The XAU/USD pair extended its sideways grind above $1,750 during the Asian session on Tuesday but managed to gather bullish momentum in the European trading hours. After rising to a daily high of $1,765, however, gold lost its traction and erased its daily gains. As of writing, the pair was trading virtually unchanged on the day at $1,754.
Following the three-day weekend, the US bond markets returned to action on Tuesday and the 2% decline witnessed in the benchmark 10-year US T-bond yield helped XAU/USD turn north. Although the 10-year yield managed to pull away from daily lows, it's still down 1.5% on a daily basis while holding above the key 1.6% mark.
Meanwhile, the US Dollar Index is trading at its highest level in more than a year at 94.51, not allowing XAU/USD to stage a convincing recovery.

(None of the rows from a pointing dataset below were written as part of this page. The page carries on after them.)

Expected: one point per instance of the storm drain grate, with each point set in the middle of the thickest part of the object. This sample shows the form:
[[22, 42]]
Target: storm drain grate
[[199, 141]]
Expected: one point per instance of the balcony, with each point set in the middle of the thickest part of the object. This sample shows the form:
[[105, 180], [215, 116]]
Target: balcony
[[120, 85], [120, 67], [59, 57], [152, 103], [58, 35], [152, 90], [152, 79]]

The only data from the US showed on Tuesday that the NFIB Business Optimism Index edged lower to 99.1 in September from 100.1 in August. Later in the session, August JOLTS Job Openings data will be looked upon for fresh impetus.
Despite the recent decline, the XAU/USD pair continues to trade within the two-week-old $1,750-70 range. Only a daily close outside of that channel could trigger a decisive move.
In the meantime, the Relative Strength Index indicator on the four-hour chart continues to fluctuate between 40 and 60, confirming the view that XAU/USD is having a difficult time finding direction.
With a break below $1,750, gold could target $1,735 (static level) as the next target on the downside ahead of $1,725 (static level). On the other hand, the 200-period SMA forms significant resistance at $1,780.